Category: Literal["", "science", "sky_apogee", "sky_boss", "standard_apogee", "standard_boss", "open_fiber"]

Hole Types

HoleType: Literal["object", "coherent_sky", "guide", "light_trap", "alignment", "quality", "manga", "manga_single", "manga_alignment", "acquisition_center", "acquisition_offaxis", "apogee", "center", "trap", "boss", "apogee_shared", "apogee_south", "bosshalf", "boss_shared", "fps"]

Object Types

ObjType: Literal["galaxy", "qso", "star_bhb", "star_carbon", "star_brown_dwarf", "star_sub_dwarf", "star_caty_var", "star_red_dwarf", "star_white_dwarf", "redden_std", "spectrophoto_std", "hot_std", "rosat_a", "rosat_b", "rosat_c", "rosat_d", "serendipity_blue", "serendipity_first", "serendipity_red", "serendipity_distant", "serendipity_manual", "qa", "sky", "na"]

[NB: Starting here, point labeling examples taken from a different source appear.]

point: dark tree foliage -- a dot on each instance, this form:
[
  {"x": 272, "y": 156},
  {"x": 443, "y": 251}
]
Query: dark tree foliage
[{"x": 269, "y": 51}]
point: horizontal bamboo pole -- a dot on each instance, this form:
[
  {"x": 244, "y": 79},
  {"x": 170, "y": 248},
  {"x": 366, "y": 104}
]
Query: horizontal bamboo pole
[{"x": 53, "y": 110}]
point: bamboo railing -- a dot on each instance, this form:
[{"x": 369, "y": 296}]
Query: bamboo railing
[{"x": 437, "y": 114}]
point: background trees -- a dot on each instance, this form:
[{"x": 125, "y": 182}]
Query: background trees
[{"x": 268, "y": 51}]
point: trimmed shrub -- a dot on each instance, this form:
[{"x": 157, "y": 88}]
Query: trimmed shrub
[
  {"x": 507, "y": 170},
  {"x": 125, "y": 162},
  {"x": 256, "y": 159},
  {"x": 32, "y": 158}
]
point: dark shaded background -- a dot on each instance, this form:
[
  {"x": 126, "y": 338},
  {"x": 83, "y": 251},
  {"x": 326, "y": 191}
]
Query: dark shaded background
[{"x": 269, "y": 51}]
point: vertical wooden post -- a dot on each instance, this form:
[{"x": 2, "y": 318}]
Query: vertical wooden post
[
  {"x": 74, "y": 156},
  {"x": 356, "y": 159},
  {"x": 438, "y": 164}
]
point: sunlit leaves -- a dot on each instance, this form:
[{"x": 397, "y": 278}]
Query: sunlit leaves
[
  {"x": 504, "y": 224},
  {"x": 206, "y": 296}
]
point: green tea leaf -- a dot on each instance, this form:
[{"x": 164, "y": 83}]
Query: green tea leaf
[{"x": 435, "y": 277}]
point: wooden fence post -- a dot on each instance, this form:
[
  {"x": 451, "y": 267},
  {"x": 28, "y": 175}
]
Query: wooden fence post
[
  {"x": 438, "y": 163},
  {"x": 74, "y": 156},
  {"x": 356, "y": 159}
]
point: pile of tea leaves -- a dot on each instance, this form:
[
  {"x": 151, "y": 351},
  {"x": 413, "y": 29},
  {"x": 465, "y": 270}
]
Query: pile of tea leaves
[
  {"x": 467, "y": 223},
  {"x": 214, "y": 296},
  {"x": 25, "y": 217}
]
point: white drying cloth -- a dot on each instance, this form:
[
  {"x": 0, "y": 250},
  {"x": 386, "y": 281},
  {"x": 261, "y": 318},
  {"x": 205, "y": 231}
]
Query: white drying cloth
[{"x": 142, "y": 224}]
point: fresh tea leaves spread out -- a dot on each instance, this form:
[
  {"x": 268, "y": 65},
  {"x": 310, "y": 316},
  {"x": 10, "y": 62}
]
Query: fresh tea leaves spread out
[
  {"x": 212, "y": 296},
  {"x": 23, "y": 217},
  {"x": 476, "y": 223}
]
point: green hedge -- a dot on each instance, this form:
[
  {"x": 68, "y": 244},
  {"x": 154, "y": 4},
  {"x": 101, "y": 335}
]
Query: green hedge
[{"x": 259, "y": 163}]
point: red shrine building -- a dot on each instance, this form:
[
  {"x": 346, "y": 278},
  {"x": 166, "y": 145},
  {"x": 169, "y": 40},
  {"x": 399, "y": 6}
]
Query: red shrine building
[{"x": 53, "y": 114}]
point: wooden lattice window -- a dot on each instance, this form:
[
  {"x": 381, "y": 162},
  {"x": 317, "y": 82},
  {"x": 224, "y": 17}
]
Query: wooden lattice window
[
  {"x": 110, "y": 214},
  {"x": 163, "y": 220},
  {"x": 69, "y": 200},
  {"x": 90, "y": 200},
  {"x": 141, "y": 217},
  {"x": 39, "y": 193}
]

Data Validation and Processing

Automatic Data Cleaning

The Pydantic models include automatic validation and cleaning:

  • Empty strings to integers: Convert empty strings to default integer values

  • Lamp states: Convert ‘F’/‘T’ strings to 0/1 integers

  • Float validation: Handle invalid values by setting to NaN

  • Case normalization: Automatic lowercase conversion for categorical fields

  • Comment sanitization: Clean observer comments and handle None values

Model Validators

Exposure Model

  • Validates prefixes based on observatory

  • Sanitizes observer comments

  • Converts lamp states from boolean strings

  • Automatically detects twilight flats from comments

FPSTarget Model

  • Fixes early fiber mapping duplicates for spectrograph 2

  • Standardizes 2MASS designations

PlateTarget Model

  • Applies historical fiber mapping fixes for specific MJD ranges

  • Translates plate-era categories to FPS-era equivalents

  • Handles observatory-specific fiber corrections

Computed Properties

Models include computed properties that provide additional derived information:

  • Exposure strings: Formatted identifiers for file paths

  • Era detection: Automatic FPS/plate era classification

  • Quality flags: Bad exposure detection

  • 2MASS designations: Standardized target identifiers

HDF5 Output Structure

When saving data, almanac organizes the Pydantic model data into HDF5 format:

filename.h5
├── {observatory}/           # Observatory (apo/lco)
│   └── {mjd}/              # Modified Julian Date
│       ├── exposures       # Exposure model data
│       └── targets/        # Target model data
│           ├── fps/        # FPSTarget data by config_id
│           └── plates/     # PlateTarget data by plate_id

Data Access

Python Example:

from almanac.data_models import Exposure, FPSTarget, PlateTarget

# Create exposure from file headers
exposure = Exposure.from_path("/path/to/exposure/file")

# Access computed properties
print(f"FPS era: {exposure.fps}")
print(f"Exposure string: {exposure.exposure_string}")

# Access targets (automatically loaded)
for target in exposure.targets:
    if isinstance(target, FPSTarget):
        print(f"SDSS ID: {target.sdss_id}, Fiber: {target.fiber_id}")
    elif isinstance(target, PlateTarget):
        print(f"SDSS ID: {target.sdss_id}, Fiber: {target.fiber_id}")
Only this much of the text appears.